Aquela obra literária inclui inúmeros depoimentos e artigos de Imprensa a favor da campanha em que inúmeros cidadãos “exigem” a revogação dessa norma, quase sempre cidadãos com grande preponderância na sociedade e igual capacidade de influenciar a opinião em tal domínio. É muito interessante ler (e reler) os argumentos utilizados e tentar compreender a cultura então dominante que determinava tão grande diferença entre homens e mulheres, já que os trabalhadores do sexo masculino nas mesmas funções não sofriam a mesma "punição". 

 

É indispensável ter presente que tal passou-se numa época relativamente recente já que muitos milhares de cidadãos de então ainda hoje estarão vivos.

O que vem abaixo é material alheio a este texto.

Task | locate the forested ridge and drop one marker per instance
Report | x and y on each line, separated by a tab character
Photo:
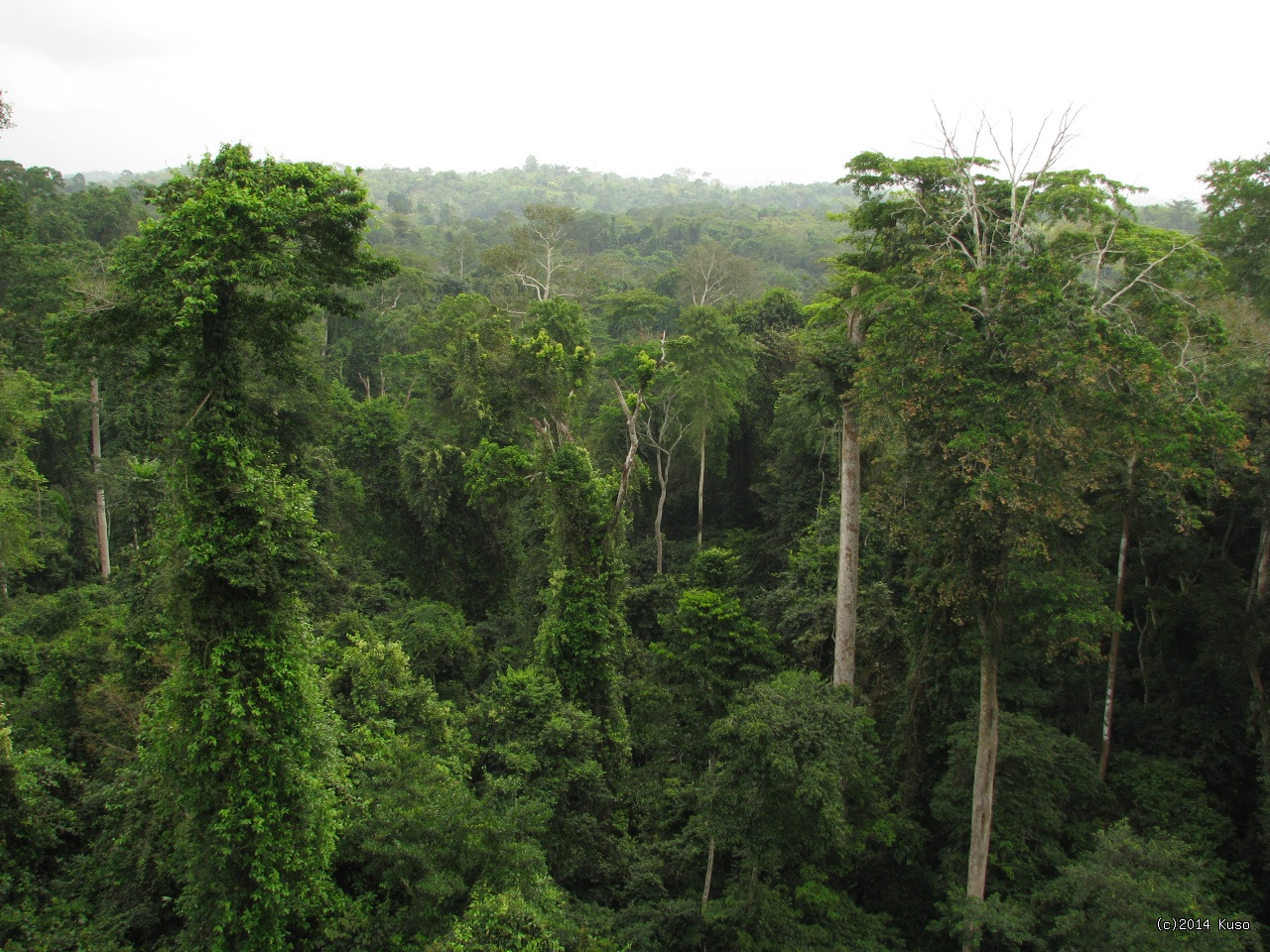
549	560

Essa "proximidade" deveria determinar uma reflexão profunda sobre o trabalho humano e, designadamente, sobre a importância que hoje se confere às relações entre a saúde e o trabalho em que muitos ainda consideram que, por exemplo, um acidente de trabalho é fruto do "acaso" ou mesmo de um "azar". Note-se que ao acidente até se denomina “infortúnio” (ou “falta de sorte”). 

 

O que acontece em relação às doenças profissionais e a outras formas de o trabalho interferir na história das doenças ainda é menos valorizado e encarado por muitos como uma vulnerabilidade de alguns trabalhadores que deveria ser minorada por exames de admissão "travestidos" de uma espécie de "seleção".

 

De facto, a literacia no domínio da Saúde Ocupacional não é, entre nós, muito "robusta" e a sua perspetiva é mais frequentemente encarada como um custo do que como um investimento (para muitos mais uma “taxinha” dada a sua obrigatoriedade). De facto, o investimento em trabalhadores saudáveis (“produtores”) nem na perspetiva económica é, muitas vezes, considerado como algo indispensável à qualidade do “produto” que exigiria, por certo, mais atenção.

 

Note-se, como se referiu, que também, apenas a título de exemplo, as enfermeiras dos Hospitais Civis tinham norma similar que também vigorou até bem mais tarde (início dos anos de 1960) desse período pós 2ª Guerra Mundial.

 

Sendo o trabalho indispensável à criação de riqueza, mesmo naquela perspetiva (económica) não seria desejável mais investimento em tal domínio?

 

Estaremos a valorizar suficientemente a saúde (e a segurança) de quem trabalha?

 

Fará algum sentido “perder a vida” a ganhá-la?

 

 

Bibliografia

 

  • Liga Portuguesa de Profilaxia Social. A campanha pelo casamento das telefonistas. Porto: Imprensa Social, 1950.

  • Sousa-Uva, A.; Serranheira, F. Saúde, Doença e Trabalho: ganhar ou perder a vida a trabalhar. Lisboa: Diário de Bordo, 2ª ed., 2019.



Nota: Publicado, inicialmente, em Healthnews, informação em saúde.